Lula deveria ter respondido?
Diário do Centro do Mundo
Achei que era óbvio, mas pelo visto não era.
Lula não poderia ter respondido a Marcos Valério. Não em circunstâncias
normais, e muito menos quando o próprio Marcos Valério nega que tenha
dito o que dizem que ele disse.
Lula teria sido muito bobo se chancelasse o jogo do “disse-que-teria-dito”, e isso ele não é.
Qualquer pessoa razoavelmente inteligente, ou que não sendo tenha um
advogado por perto, não responderia. O que quer que Lula dissesse apenas
daria mais balas a quem deseja fuzilá-lo.
O debate em torno de Lula ultrapassou, já há muito tempo, os limites da
racionalidade. Instalou-se, na grande imprensa, um vale-tudo em que o
bom jornalismo não quer simplesmente dizer mais nada.
Uma suposta denúncia de um conhecido vigarista ganha instantaneamente
status de verdade absoluta e indiscutível para quem é contra Lula. Uma
palavra que qualquer jornalista mediano colocaria sob suspeição, dada a
fonte despida de qualquer credibilidade, acaba – por obtusidade cínica
ou má fé córnea, para usar a grande expressão de Eça de Queiroz – se
transformando no equivalente a um verso do Corão para um muçulmano
praticante.
Tenho para mim que Lula faz bem, de resto, em não tornar ainda mais
tenso o ambiente político brasileiro. (Se é verdade que Rui Falcão anda
criticando pesadamente a mídia, alguém deveria serená-lo.)
Em dois países vizinhos, existe um quadro parecido. Governos de esquerda
são massacrados, na Venezuela e no Equador, pela mídia estabelecida.
Não importa que Rafael Correa, do Equador, tenha vencido duas eleições:
um comentarista auto-exilado em Miami o chamada de “Grande Ditador”. Nos
dois casos, os presidentes têm reagido com fragor. Chávez, na
Venezuela, é xingado e xinga, bem como Correa.

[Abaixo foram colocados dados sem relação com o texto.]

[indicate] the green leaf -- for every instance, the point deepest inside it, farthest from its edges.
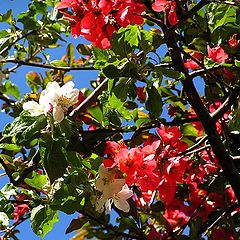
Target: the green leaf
(220, 15)
(36, 180)
(154, 101)
(10, 147)
(76, 224)
(168, 72)
(84, 49)
(4, 220)
(132, 35)
(110, 71)
(96, 113)
(33, 81)
(42, 220)
(7, 17)
(10, 88)
(70, 54)
(234, 124)
(188, 129)
(53, 153)
(67, 199)
(24, 127)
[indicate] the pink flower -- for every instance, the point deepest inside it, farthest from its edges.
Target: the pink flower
(19, 211)
(233, 42)
(217, 54)
(166, 6)
(191, 64)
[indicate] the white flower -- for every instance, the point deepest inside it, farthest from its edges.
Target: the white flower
(54, 98)
(113, 191)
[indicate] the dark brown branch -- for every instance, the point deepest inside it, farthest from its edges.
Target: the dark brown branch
(224, 107)
(225, 160)
(189, 14)
(181, 230)
(109, 227)
(206, 228)
(14, 42)
(42, 65)
(91, 98)
(202, 71)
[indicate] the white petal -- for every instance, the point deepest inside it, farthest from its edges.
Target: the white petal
(34, 108)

No Brasil, se a mídia age à maneira da imprensa venezuelana e
equatoriana, a diferença está na atitude primeiro de Lula e agora de
Dilma. Eles não estão reagindo aos ataques, e isso é bom para o Brasil e
os brasileiros. De outra forma, a sociedade viveria sob uma uma
atmosfera irrespirável.
Sequer na sombra surgem retaliações. Leio que a verba publicitária em
2011 do governo para a Globo – que astutamente, aspas, finge
objetividade enquanto só dá voz e colunas a quem é visceralmente
anti-Lula – foi de 50 milhões de reais. Para a Carta Capital, sempre
atacada por ser chapa branca, restou um fragmento: 100 mil reais.

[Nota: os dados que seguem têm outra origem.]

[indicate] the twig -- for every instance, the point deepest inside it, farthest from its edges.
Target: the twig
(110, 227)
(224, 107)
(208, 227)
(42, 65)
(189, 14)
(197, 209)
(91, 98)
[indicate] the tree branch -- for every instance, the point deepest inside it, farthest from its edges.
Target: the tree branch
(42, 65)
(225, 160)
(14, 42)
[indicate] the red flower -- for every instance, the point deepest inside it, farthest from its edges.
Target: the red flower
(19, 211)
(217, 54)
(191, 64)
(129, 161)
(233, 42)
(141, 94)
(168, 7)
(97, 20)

Não seria bom para ninguém se Lula ou Dilma agissem como Chávez ou
Correa. Os que querem se livrar de Lula a todo preço deveriam respirar
fundo e lembrar que ele tem um apoio extraordinário entre os
brasileiros. Collor foi chutado sem reação, por não ter base nenhuma,
mas se o mesmo acontecesse a Lula o cenário seria diferente.
Me parece às vezes que é aquele caso do garoto que vai provocando um
outro, e mais, e mais, porque não encontra reação. Toma a prudência por
medo, e excede na insolência até que um dia as coisas realmente se
complicam. Gostaria de ver tanto destemor , aspas, se vivêssemos sob uma
ditadura. Basta ver o comportamento da Globo de Roberto Marinho sob os
militares para ver onde vai parar tamanho ardor. Saem os Jabores e
entram os Amarais Netos, ao sabor das circunstâncias.
Quem quer ver Lula e o PT fora do poder – um direito legítimo de
qualquer cidadão — tem que trabalhar duro: conquistar a simpatia da
maioria dos brasileiros, mas não com truques baixos porque a voz rouca
das ruas não é idiota, e ganhar nas urnas.
Paulo Nogueira é jornalista e está vivendo em Londres. Foi
editor assistente da Veja, editor da Veja São Paulo, diretor de redação
da Exame, diretor superintendente de uma unidade de negócios da Editora
Abril e diretor editorial da Editora Globo.